Of course those X-Factor contestants aren’t truly properly mad: what they’re doing is living in a sort of dream world: it’s a bit like when children play – they are the queen, or the sorcerer, they just inhabit the role, and when you watch them, you see how they are turned inwards on themselves as they live their game. In kids, this is fine, most children go in and out of this, it’s creative play which doesn’t affect their ability to be in reality as they grow; but for some people, for whatever reason, this deluded state hangs around, and in a sense, they are still caught up in the pretend game in which they are a hero or a star.

To my mind, the Mary Bennet of Pride and Prejudice is very much like one of these contestants. If she were alive in our times, she might well find herself queuing for an audition on X-Factor, and being stared at in disbelief by the mocking judges as she strutted her stuff. She has no idea how she comes across, she has delusions of grandeur completely at odds with what she’s actually like. And she was created for us to laugh at and despise.

Now Jane Austen was deliberately writing a caricature for comic, satiric purposes – just as the producers and editors of these talent shows are setting up the terrible performers for the same thing. There’s no interest in the inner world of these characters – they are there purely for entertainment.

But I became interested in the possibility of Mary being more than a caricature – what makes somebody behave like that?

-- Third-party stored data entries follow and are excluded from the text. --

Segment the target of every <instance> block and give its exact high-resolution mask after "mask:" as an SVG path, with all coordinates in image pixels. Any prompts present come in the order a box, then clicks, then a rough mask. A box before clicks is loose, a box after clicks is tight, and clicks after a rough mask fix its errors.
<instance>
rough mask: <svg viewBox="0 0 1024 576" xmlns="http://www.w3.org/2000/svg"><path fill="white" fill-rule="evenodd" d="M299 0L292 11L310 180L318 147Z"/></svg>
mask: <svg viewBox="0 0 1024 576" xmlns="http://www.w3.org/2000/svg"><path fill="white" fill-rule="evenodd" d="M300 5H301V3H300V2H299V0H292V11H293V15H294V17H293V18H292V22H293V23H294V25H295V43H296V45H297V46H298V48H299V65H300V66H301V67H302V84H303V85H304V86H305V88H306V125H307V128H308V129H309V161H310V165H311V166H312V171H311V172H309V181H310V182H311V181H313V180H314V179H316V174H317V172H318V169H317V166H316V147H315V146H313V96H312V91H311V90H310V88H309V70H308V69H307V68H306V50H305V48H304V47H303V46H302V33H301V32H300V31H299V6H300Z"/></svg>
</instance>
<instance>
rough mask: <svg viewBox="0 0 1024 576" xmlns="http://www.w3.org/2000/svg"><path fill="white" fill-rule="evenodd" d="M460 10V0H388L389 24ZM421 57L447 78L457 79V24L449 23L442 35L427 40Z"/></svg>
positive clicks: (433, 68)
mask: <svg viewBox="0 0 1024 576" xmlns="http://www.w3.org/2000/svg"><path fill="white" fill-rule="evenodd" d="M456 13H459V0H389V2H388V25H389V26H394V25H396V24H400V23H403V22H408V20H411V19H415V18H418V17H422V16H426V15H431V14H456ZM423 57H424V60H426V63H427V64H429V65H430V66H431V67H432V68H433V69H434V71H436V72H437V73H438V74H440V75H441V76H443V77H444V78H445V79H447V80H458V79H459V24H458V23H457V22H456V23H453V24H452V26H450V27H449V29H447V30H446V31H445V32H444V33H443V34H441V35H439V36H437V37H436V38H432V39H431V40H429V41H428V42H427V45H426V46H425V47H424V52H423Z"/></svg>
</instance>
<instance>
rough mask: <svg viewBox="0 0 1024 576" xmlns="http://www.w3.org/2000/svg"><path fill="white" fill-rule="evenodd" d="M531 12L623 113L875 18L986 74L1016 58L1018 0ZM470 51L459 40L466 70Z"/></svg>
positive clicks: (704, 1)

What makes her spout moralising nonsense that she’s read in books? What makes her continue to play and sing in public when she is so excruciatingly bad? What is she thinking about and feeling? How did she get like this?

These are some of the questions I was seeking to explore as I wrote the novel. And the answer to these questions – well, it’s in the novel, but I will also be writing some more on the topic soon.